Marcines napisał
przecież 19 lat to nie jest duzo
19 to nie jest dużo, ale dla wielu osób to modne, że w wieku 15-16 lat musisz bajerować już laski i najlepiej z jakąś być, a już najlepiej być chociaż z 2-3, może być po 2 tygodnie, ale jednak, w szkole średniej masz wyrobić sobie ileś kontaktów, żebyś miał z kim pójść na studniówkę, a na studiach to już trzeba mieć z 2-3 dłuższe związki za sobą, chyba, że w jakimś udaje się trwać i się nie rozpada. Każdy z nas, kto się nie podpasuje, jest przegrywem (w opinii tych, którzy ulegają modzie), sory :D
A ponieważ ja nie ulegam trendom, dla mnie przegrywami są osoby, które szastają na lewo i prawo mocnymi słowami jak "kocham", "przyjaciel", itp., bo jaką wartość ma to słowo w ustach osób, od których można takie słowo usłyszeć wielokrotnie już po kilku dniach znajomości? I te, które uważają, że wszyscy powinni się podpasować do tego samego modelu zachowań i nie rozumieją, że w jakimś wieku możesz mieć w głowie coś innego niż szukanie "związków" tylko po to, aby z kimś być i nawet nie myśleć o partnerce (partnerze) na poważnie w kontekście przyszłości.
A na koniec oczywiście jako ten zwycięski samiec alfa musisz się zalogować na torga i opisać, jakim to jesteś ekspertem w kontaktach z laskami, co to każda na Ciebie nie leci i się dowartościować :D
@Halunek
Nigdy nie ma dwóch takich samych sytuacji.

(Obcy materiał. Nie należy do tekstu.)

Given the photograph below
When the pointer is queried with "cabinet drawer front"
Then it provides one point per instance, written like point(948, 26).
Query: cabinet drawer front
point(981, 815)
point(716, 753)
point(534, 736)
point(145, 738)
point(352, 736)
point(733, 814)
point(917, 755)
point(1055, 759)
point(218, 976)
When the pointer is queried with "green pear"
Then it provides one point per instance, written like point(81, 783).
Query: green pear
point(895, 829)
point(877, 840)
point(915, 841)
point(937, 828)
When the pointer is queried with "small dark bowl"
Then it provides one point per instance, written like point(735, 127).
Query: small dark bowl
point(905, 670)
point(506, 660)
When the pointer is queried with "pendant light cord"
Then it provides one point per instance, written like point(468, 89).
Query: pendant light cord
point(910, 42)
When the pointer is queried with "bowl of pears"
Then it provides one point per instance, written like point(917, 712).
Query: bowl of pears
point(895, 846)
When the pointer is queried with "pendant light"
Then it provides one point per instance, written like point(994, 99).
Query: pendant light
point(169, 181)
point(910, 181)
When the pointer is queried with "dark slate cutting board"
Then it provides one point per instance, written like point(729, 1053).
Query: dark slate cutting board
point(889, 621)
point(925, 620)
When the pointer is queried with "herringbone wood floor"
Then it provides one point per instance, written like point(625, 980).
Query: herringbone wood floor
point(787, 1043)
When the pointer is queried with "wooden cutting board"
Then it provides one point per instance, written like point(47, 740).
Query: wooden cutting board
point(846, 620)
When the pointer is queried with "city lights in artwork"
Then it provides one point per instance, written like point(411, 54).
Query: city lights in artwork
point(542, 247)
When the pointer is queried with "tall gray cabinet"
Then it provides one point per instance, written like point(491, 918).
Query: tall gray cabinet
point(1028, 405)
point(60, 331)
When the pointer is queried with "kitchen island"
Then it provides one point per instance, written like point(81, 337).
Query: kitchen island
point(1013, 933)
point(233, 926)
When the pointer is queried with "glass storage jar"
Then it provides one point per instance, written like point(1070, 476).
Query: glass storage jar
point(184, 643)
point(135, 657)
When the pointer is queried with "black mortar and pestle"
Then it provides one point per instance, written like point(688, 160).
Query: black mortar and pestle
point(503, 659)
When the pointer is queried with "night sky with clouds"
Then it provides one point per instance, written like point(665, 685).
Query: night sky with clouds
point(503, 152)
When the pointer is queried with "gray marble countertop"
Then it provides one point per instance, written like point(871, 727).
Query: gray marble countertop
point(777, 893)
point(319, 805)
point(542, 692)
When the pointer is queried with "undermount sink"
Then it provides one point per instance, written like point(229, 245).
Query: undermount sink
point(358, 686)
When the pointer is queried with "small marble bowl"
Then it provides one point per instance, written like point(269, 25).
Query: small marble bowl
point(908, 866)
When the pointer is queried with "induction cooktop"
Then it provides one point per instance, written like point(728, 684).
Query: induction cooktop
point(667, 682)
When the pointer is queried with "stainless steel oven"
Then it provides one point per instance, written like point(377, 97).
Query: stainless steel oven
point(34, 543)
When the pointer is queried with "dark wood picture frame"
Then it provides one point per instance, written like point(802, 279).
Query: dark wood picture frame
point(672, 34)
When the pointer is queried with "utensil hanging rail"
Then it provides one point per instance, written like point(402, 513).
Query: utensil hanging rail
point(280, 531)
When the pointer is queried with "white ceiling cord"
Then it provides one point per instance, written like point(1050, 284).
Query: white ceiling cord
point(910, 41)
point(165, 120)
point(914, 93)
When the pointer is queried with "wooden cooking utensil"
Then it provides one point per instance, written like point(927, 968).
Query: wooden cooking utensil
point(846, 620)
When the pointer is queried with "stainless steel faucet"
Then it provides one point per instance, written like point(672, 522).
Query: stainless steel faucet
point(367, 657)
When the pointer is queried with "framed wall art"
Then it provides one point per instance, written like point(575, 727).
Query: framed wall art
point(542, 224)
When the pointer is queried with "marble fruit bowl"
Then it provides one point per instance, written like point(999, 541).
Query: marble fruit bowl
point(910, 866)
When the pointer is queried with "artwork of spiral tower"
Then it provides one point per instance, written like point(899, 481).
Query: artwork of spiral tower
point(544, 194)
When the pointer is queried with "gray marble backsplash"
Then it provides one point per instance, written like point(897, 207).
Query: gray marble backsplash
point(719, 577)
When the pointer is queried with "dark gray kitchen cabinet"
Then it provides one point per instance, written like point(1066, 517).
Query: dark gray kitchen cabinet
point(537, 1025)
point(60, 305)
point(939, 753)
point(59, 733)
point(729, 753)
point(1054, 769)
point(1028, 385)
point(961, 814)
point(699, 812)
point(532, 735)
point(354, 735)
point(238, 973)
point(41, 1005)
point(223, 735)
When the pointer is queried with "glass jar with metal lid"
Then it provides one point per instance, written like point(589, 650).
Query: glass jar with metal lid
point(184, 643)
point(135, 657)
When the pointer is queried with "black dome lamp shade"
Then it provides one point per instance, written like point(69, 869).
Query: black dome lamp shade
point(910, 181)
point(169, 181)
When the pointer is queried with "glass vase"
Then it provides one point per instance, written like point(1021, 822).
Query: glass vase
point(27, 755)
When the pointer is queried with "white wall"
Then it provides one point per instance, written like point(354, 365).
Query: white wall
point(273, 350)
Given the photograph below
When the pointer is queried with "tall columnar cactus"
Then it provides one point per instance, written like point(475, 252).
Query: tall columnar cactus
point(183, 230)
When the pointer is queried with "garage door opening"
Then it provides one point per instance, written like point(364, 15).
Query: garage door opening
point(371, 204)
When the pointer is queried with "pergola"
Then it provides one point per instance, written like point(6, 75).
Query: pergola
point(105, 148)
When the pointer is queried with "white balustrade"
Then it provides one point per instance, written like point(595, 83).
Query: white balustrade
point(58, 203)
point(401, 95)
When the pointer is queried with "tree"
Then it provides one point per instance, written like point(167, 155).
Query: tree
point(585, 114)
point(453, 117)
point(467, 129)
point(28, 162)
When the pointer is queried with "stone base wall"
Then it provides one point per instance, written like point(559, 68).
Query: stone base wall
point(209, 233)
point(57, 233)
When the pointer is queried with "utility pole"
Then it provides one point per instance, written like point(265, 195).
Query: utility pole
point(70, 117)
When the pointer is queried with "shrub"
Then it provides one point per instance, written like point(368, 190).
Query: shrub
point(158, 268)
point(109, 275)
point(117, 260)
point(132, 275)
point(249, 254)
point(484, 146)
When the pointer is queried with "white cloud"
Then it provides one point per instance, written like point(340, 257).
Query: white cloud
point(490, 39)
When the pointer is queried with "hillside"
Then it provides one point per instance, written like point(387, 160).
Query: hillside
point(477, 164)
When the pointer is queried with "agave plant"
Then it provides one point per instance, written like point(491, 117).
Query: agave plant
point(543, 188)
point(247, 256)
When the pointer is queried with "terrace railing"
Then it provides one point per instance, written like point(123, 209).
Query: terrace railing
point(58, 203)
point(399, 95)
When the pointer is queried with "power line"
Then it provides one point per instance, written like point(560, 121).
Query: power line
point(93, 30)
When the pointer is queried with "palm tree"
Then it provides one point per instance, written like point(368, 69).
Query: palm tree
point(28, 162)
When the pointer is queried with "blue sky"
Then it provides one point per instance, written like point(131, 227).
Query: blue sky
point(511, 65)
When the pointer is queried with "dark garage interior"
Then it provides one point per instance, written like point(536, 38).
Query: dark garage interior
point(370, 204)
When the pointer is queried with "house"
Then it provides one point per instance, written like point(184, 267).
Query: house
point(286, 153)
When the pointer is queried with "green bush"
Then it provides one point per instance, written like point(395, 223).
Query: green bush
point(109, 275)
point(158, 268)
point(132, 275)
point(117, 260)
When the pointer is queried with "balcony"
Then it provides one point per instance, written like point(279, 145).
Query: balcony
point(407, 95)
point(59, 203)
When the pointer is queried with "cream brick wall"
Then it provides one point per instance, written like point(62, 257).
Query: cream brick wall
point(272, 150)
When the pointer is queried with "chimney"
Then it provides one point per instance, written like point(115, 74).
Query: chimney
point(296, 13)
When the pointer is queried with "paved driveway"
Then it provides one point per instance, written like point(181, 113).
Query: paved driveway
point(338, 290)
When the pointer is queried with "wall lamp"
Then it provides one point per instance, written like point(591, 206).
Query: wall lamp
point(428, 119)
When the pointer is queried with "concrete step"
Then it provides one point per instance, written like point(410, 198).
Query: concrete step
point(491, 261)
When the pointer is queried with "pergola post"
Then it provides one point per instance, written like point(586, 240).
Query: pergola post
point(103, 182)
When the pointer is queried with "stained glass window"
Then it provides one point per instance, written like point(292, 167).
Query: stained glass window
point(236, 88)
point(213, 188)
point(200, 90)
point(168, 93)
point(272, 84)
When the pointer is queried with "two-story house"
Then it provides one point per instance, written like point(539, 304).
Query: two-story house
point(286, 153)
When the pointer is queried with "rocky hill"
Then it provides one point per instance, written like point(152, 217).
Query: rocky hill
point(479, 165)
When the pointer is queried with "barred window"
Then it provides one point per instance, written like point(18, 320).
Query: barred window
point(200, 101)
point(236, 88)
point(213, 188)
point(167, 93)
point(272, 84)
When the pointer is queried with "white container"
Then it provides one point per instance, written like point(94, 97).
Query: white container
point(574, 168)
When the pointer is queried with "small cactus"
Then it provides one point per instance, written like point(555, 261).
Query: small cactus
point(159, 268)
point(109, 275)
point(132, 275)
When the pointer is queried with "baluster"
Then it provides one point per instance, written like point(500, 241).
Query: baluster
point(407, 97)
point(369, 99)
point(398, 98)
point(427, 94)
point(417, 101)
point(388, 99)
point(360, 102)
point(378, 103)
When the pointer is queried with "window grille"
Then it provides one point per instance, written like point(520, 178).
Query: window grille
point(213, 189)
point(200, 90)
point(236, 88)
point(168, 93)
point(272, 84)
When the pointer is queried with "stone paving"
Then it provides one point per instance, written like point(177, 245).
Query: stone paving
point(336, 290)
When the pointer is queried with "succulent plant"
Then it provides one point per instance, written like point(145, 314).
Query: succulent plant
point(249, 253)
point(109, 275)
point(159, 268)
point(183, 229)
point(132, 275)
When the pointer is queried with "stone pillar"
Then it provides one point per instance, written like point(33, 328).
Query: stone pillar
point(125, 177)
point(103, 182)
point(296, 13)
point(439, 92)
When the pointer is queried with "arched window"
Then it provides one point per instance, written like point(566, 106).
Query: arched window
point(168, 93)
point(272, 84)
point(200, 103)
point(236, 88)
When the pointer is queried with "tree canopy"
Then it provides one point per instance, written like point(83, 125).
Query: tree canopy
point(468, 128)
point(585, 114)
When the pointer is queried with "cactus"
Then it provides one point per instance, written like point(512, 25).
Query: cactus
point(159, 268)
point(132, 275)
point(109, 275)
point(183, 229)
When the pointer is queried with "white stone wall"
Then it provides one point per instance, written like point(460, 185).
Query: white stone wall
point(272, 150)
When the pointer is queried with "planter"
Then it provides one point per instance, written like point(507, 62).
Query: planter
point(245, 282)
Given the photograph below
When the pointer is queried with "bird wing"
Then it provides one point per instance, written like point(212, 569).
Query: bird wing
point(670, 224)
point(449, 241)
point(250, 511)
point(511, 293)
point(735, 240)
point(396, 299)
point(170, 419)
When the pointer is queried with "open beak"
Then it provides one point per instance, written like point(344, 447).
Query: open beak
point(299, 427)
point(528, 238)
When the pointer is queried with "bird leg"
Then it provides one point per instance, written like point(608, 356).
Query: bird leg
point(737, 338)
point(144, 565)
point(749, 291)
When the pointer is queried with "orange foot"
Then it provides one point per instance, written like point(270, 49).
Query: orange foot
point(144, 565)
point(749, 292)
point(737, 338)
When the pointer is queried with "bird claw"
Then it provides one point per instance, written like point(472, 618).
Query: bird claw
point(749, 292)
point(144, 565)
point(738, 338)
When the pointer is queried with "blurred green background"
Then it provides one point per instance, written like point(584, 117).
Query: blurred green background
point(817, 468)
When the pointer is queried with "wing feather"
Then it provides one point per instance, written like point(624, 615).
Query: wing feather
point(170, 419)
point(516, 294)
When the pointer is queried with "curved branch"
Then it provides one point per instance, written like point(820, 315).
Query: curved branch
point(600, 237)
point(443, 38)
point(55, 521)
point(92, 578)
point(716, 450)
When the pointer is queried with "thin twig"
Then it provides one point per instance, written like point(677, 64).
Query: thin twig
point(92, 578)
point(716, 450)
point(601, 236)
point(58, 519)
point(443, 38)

Dwie dziewczyny mogą mieć po 3 byłych, jedna może być całkowicie normalna, tylko uznała ze swoimi, że do siebie nie pasują po jakimś czasie, a druga może lecieć na każdego, byle tylko z kimś być i jak się znudzi zmieniać faceta. Więc nie ma gotowego wzoru matematycznego, który mówi, że np. P(A)=1/(n!), gdzie A to prawdopodobieństwo stworzenia udanego związku z dziewczyną, a n to ilość jej byłych partnerów... Jeszcze zawsze możesz tak trafić tą jedną na ileś, że miała wodę w głowie w szkole średniej, a po niej (np. mieszkając w innym mieście na studiach) dorasta, zmienia pogląd na różne sprawy i szuka jakiejś stabilizacji.